Forchheim, Mittwoch, 10. Oktober 2012

Peer Steinbrück steht wegen seiner Einkünfte in der Kritik. Was sagen Bundestagsabgeordnete aus der Region?
Der SPD-Kanzlerkandidat Peer Steinbrück wurde für seine Vortragshonorare kritisiert. Über Zweiteinkommen von Bundestagsabgeordneten wird seitdem heftig diskutiert. Foto: dpa


Nach der heftigen Kritik an SPD-Kanzlerkandidat Peer Steinbrück und seinen zahlreichen Nebeneinkünften, drehen die Sozialdemokraten nun offensichtlich den Spieß um. Die Partei wolle die "Transparenzregeln für Abgeordnete verschärfen", verkündeten die Sozialdemokraten zu Beginn dieser Woche. Was sagen die Abgeordneten aus der Region zu der Diskussion um die Nebeneinkünfte?
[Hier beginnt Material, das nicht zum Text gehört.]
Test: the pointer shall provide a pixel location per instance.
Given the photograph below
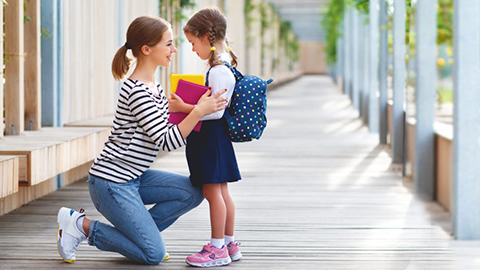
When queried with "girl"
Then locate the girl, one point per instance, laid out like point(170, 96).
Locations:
point(210, 154)
point(120, 181)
"Im Hauptberuf bin ich Abgeordnete", betont Anette Kramme. Die Rechtsanwältin aus Bayreuth vertritt auch den Landkreis Forchheim für die SPD im Bundestag in Berlin. "Meine Kanzlei bestand schon, bevor ich in den Bundestag eingezogen bin. Hätte ich meine Mitarbeiter entlassen sollen?", fragt sie.

Eine "heuchlerische" Debatte

Für das Jahr 2011 hat die Abgeordnete Kramme über 80 veröffentlichungspflichtige Einkünfte. 72 Einträge finden sich für die Stufe 1. Das sind Einnahmen zwischen 1000 und 3500 Euro. Weitere Einträge finden sich 2011 für die Stufen 2 (bis 7000 Euro) und 3 (über 7000 Euro). Nach Adam Riese kommt man auf minimal rund 128.000 Euro und maximal rund 328.000 Euro veröffentlichungspflichtige Einkünfte.
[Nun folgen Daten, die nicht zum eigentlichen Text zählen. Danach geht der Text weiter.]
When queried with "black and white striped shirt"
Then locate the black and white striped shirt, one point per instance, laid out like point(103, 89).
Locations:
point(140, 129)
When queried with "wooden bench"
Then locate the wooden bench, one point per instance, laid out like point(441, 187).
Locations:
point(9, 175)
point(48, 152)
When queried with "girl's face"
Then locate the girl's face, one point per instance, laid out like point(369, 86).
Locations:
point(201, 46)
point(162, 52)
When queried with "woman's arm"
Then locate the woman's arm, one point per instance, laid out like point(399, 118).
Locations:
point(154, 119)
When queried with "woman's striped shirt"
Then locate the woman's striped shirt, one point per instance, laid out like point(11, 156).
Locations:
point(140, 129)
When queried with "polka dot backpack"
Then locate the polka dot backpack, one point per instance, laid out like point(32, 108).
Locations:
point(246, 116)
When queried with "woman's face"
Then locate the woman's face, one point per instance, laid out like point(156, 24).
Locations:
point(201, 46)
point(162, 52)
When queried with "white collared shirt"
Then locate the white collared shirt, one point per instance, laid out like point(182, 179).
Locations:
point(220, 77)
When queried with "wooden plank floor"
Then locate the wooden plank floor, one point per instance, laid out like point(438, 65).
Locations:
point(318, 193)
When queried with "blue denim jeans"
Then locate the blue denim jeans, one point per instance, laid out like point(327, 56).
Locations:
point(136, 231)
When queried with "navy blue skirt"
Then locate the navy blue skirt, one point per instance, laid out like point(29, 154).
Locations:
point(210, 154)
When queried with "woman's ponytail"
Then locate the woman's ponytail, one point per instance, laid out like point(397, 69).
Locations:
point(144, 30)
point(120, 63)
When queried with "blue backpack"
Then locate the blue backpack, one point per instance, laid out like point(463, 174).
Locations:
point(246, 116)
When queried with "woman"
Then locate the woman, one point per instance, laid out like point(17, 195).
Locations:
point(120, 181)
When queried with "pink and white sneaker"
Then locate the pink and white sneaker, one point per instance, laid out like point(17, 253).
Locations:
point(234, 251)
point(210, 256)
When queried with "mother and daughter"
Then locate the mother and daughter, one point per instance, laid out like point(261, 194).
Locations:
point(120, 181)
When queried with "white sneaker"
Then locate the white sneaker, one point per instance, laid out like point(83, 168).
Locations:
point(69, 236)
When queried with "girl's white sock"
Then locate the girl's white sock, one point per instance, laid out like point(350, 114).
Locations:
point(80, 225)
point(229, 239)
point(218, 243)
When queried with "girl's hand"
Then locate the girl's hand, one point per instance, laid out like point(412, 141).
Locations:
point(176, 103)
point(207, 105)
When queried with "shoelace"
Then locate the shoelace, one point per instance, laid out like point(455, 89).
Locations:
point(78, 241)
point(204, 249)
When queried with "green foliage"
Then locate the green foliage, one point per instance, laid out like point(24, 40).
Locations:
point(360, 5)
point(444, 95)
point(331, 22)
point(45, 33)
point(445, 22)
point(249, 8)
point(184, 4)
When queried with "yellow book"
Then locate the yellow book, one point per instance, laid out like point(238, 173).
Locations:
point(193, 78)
Die aktuelle Debatte über die Nebeneinkünfte von Peer Steinbrück findet Kramme "heuchlerisch". Sie könne aus ihrer beruflichen Tätigkeit viel für ihre politische Arbeit lernen. "Fleißige, gut ausgebildete und beruflich erfolgreiche Abgeordnete werden bestraft", findet Kramme. "Ich bin Rechtsanwältin und führe zusammen mit einer Teilhaberin eine Kanzlei in Bayreuth. Der monatliche Arbeitsaufwand ist momentan kaum messbar, vielleicht 10 bis 15 Stunden im Schnitt."
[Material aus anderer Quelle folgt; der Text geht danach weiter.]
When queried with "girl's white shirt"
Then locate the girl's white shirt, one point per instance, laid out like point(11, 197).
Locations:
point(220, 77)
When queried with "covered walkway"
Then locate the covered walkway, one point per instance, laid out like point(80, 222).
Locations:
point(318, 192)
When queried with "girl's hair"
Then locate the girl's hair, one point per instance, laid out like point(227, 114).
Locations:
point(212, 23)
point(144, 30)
Sie begrüße, dass das Thema Transparenz wieder ganz oben auf der Tagesordnung steht. "Ich stehe uneingeschränkt für Transparenz. Wir sollten aber nachdenken, ob wir nicht klügere Lösungen finden als die momentanen Regelungen." Deswegen hält Kramme die Kritik der Regierungskoalition an Peer Steinbrück auch für "unehrlich". Peer Steinbrück halte sich an die Veröffentlichungsvorschriften des Deutschen Bundestages. Leider habe sich die aktuelle Regierungskoalition bislang einer besseren Lösung entgegengestellt. Kramme plädiert für eine umfassende Auskunftspflicht der Kandidaten vor der Übernahme bestimmter politischer Ämter.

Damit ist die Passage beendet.